Connection Draining (Deregistration Delay)

Connection Draining protects users when AWS terminates a Spot instance.

Steps

• Open the Target Group settings in the AWS Console.
• Set Deregistration Delay to 60 to 120 seconds.
• Enable Connection Termination Protection if available.

How it Works

• AWS gives a 2-minute warning before reclaiming a Spot instance.
• The instance receives the termination notice via instance metadata.
• The ASG marks the instance as terminating.
• The ALB immediately stops routing new requests to that instance.
• Existing user requests have up to 120 seconds to finish.

This prevents unexpected 500 errors during page loads.

5. Moodle Application Configuration

To complete the architecture, configure Moodle so that all stateful components use shared services.

Critical Settings

• Sessions
• Enable Database or Redis session storage.
• Do not use file based sessions.
• Path: Site administration > Server > Session handling.
• Asynchronous Backups
• Set to Enabled.
• Path: Site administration > Courses > Backups > General backup defaults.
• Reason: Ensures backups triggered by users running on Spot instances are delegated to the Stable instance.
• Universal Cache (MUC)
• Configure all cache stores (Application, Session, Request) to use Redis.
• Path: Site administration > Plugins > Caching > Configuration.
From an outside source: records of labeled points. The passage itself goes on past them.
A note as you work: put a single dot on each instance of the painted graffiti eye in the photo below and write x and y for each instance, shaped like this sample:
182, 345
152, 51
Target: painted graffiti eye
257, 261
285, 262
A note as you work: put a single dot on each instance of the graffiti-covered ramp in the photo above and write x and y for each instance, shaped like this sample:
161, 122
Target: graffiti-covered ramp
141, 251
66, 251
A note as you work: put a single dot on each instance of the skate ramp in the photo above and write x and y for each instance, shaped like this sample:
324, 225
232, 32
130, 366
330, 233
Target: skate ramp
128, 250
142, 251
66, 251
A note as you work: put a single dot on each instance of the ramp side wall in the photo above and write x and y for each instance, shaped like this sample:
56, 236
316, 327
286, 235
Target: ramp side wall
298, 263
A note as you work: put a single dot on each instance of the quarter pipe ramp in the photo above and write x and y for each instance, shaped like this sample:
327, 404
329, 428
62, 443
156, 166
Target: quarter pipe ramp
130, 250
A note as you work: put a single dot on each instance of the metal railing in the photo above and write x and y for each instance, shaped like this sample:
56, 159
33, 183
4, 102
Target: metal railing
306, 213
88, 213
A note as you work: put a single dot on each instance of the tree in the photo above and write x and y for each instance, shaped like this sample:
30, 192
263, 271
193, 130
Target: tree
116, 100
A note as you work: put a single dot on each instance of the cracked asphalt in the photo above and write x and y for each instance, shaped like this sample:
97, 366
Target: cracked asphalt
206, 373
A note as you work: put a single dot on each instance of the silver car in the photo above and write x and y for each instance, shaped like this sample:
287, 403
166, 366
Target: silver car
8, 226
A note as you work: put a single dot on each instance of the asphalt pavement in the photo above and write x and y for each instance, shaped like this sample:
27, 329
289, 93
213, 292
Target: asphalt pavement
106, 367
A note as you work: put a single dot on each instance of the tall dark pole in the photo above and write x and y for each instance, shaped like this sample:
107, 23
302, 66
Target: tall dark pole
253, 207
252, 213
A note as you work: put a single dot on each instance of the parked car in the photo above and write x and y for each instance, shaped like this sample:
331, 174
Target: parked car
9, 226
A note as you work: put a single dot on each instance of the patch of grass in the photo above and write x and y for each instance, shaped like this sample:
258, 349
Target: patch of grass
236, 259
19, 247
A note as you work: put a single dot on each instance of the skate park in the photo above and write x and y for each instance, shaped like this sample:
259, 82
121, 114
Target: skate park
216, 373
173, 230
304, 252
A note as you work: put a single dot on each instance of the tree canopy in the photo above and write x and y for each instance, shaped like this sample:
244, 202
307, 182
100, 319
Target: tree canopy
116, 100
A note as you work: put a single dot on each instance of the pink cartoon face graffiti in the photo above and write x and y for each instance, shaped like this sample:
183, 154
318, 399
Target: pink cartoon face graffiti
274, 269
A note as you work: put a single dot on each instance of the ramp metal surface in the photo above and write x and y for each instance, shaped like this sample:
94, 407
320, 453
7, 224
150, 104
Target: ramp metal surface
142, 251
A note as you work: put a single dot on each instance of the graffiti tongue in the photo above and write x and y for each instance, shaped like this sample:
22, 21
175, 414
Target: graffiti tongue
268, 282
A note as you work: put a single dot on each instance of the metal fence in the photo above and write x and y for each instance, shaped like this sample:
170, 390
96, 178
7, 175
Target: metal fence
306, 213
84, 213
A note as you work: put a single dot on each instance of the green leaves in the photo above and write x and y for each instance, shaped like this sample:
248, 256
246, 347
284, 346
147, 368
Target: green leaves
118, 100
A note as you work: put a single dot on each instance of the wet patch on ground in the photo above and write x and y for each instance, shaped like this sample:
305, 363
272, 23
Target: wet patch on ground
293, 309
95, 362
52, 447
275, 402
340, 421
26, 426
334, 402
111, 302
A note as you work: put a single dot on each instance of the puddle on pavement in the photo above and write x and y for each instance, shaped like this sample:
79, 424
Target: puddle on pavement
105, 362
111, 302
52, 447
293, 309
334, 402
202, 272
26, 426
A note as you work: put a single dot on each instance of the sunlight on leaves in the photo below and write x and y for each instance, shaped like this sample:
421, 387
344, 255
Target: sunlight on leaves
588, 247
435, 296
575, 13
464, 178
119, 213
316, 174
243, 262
Config.php Adjustments Typical minimal adjustments:$CFG->sessionredis_host = 'redis.example.internal';

$CFG->session_handler_class = 'core\session\redis';
$CFG->directorypermissions = 02775;
$CFG->preventfilelocking = true;

Risks and Limitations

• Uploads longer than 2 minutes may fail if a Spot instance is reclaimed mid-upload, even with connection draining.
• Cron must remain isolated on the Stable instance. Running cron on Spot instances can cause:
• race conditions
• tasks running twice
• course backups failing
• cron locks becoming stuck
• EFS performance limits may apply to very large Moodle sites. For heavy workloads, consider:
• EFS provisioned throughput
• Local SSD cache combined with rsync or S3 (advanced)
• Redis is a single point of failure unless deployed with replication and automatic failover.
• Spot capacity fluctuations may cause scaling delays during high traffic periods.